How was your Super Saturday?
Even those who were able to resist the call of the pub may have been tempted to turn to drink after City’s latest post-lockdown offering.
But let’s forget the performance level for a minute and look at some numbers. *Look away now if you’re of a nervous disposition.
- One goal in nine league games
- Not a single corner won
- One shot
- Not a single shot from inside the box
- Six shots on target in the five games since the restart
- Five consecutive Premier League defeats without a goal
- Two goals scored in City’s last 31 first halves
- Not a single point earned from a losing position
- On course for our lowest points total ever (including when it was two points for a win)
Every stat as damning as the last. Sadly there are plenty more. In fact, almost every metric by which a football season can be measured produces an unpalatable answer.
Of course, there are mitigating circumstances and no-one could have predicted the injury crisis that befell the club in the early part of the season, and its impact on results and then, drip-by-drip, on the confidence levels.
Farkeball relies on those in possession of the ball having the confidence and swagger to execute, just as they did on that balmy September evening when Manchester City were the visitors.
It flowed, the passing was crisp, they were a cohesive unit, and, crucially, there were 26,000 voices roaring them on, telling them how brilliant they were, there to pick them up when a mistake was made.
Take away those 26,000 voices and I don’t think we beat Man City.
But it’s not just the crowd that’s been absent at Carrow Road since the restart.

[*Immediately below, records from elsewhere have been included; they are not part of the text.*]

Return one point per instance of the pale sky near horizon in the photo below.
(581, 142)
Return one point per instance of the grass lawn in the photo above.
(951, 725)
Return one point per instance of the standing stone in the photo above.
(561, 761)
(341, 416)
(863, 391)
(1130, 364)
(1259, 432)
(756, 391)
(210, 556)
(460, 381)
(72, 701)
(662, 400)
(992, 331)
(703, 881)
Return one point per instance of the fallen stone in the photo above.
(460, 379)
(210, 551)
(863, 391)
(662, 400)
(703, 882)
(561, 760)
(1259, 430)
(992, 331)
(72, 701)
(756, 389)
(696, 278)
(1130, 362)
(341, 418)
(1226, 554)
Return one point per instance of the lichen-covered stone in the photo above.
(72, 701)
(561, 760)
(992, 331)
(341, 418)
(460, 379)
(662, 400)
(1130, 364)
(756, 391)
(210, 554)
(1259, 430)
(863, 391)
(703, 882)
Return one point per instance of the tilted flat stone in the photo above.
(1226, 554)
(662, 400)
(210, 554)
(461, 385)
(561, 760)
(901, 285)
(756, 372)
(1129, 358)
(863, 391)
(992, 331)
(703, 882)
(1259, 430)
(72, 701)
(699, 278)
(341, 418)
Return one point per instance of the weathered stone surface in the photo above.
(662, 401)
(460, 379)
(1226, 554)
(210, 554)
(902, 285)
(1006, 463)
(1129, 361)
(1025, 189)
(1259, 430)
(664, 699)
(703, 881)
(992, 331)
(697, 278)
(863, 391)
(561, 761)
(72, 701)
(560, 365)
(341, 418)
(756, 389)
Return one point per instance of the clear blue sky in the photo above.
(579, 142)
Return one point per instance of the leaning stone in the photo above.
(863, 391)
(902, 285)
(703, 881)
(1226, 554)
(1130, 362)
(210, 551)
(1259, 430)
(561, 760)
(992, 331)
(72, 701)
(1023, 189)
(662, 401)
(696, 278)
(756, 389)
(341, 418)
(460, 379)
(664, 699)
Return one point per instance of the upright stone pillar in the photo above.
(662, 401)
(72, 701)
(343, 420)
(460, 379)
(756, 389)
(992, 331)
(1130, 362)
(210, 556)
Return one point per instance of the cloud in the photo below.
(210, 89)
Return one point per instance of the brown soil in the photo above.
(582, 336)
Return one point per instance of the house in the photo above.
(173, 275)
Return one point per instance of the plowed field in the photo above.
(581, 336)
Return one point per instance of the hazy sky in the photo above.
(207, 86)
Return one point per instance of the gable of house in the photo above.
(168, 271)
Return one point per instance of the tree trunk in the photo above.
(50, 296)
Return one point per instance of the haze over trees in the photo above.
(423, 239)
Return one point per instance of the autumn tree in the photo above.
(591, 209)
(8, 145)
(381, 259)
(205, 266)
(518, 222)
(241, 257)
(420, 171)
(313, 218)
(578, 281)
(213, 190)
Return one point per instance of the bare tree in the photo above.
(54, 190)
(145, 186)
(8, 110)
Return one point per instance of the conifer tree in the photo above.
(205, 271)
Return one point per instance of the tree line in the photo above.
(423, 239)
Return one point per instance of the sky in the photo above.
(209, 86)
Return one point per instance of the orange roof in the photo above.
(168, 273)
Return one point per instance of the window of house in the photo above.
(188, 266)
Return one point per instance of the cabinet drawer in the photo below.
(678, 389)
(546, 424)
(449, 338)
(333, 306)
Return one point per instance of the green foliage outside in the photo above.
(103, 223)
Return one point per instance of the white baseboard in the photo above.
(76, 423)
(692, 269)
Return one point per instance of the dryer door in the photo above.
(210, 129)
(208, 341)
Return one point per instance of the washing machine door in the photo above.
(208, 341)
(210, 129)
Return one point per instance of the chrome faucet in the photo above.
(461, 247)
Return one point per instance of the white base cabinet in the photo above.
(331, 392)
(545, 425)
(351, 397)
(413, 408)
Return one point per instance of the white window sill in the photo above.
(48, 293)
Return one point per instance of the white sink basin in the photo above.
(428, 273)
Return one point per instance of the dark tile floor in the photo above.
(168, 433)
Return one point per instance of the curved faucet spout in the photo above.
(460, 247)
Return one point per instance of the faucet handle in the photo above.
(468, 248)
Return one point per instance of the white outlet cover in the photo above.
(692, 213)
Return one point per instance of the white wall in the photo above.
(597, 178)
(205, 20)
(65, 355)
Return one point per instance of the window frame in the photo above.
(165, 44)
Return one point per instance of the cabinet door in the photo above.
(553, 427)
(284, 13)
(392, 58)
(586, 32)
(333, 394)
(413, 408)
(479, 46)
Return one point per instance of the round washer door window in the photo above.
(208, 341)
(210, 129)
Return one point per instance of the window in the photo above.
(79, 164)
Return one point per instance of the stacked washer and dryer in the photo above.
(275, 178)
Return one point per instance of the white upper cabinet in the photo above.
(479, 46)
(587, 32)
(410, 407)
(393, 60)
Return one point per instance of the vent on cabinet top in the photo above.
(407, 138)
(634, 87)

So has the swagger and the belief. So too the unity and camaraderie in the group; that same camaraderie that has dug them out of some pretty big holes over the last 20 months.
Yesterday’s was a shell of a performance. 15 bodies clad in yellow and green going through the motions, devoid it appeared of even the faintest notion of Premier League survival and unable to respond to that most regular of footballing occurrences – conceding a goal.
Of all the stats, the one that says they’ve not even earned a solitary point from a losing position this season is the one. It’s one of those slow-burners. Early on in the season, it’s not even a thing but after a few games and having it pointed out it becomes something that needs to be rectified.
It then becomes a problem that has to be addressed, and subsequently, with it not being addressed, it becomes a hurdle. It’s now gone beyond being a hurdle but instead represents a huge mental block to our players and a major target for the opposition.
He’ll not admit it, but Graham Potter knew that when Leandro Trossard scored that goal it was game over. That all-too-familiar sinking feeling would have washed over the squad, probably the bench too, and there felt no way back.
There was no way back.
Even against distinctly average opposition who, themselves, had a few lingering doubts around their Premier League status. But not any more.
Even in the most must-win of must-win games, City had neither the wherewithal or the belief to make even the slightest impression on Potter’s men. Matt Ryan, in the Brighton goal, had his easiest afternoon of the season.
For those of us watching or listening, it was actually heartbreaking.
Heroes who we saluted 14 months ago for performing heroics and giving us one of the best City-supporting seasons of our lives, reduced to peripheral, bewildered-looking figures on a stage that, at the moment, appears alien to them.
How have we found ourselves here?
Well, it’s clearly multi-faceted and complex, and not as obvious as some appear keen to make out.
We should all accept that little has gone right and much of it out of the control of Daniel Farke and Stuart Webber. Injuries, the VAR fiasco, and the footballing gods have all conspired to make this campaign hugely challenging; the one thing we could ill afford when the whole thing was funded by a wing and a prayer rather than a realistic budget.
And with no room for error, the errors still came thick and fast. The confidence gradually eroded away, things that were once second nature to the players became very difficult, and here we are.
Quite why we appeared so ill-prepared for the restart is another aspect that needs to be uncovered in the end-of-season review, and while the data may prove the players were as physically well-equipped as their opponents, the data won’t show how mentally prepared they were.
Maybe a few had switched off? Who knows, but it’s certainly important to identify why we have failed so miserably to match every opponent since the restart. The crowd factor is clearly a huge part of it, but can’t be the only reason?
More questions than answers I’m afraid. As ever. Including why, specifically, Messrs Drmic and Duda are getting so much game time?
But what I do know is this season can’t end soon enough.
More troubling is the fact that next season will be upon us before we know it, and almost certainly before the pain, angst and recriminations from this one have subsided.
And let’s not fall into the trap of believing that because this squad was good enough to win the Championship last season, if the bulk of it remains it will be able to do the same again.
The damage done by this brutal campaign will be untold, and this summer, regardless of who departs, needs to bring a significant refresh to this squad.
To make this squad fit for purpose in the Championship isn’t going to be as easy as some seem to think.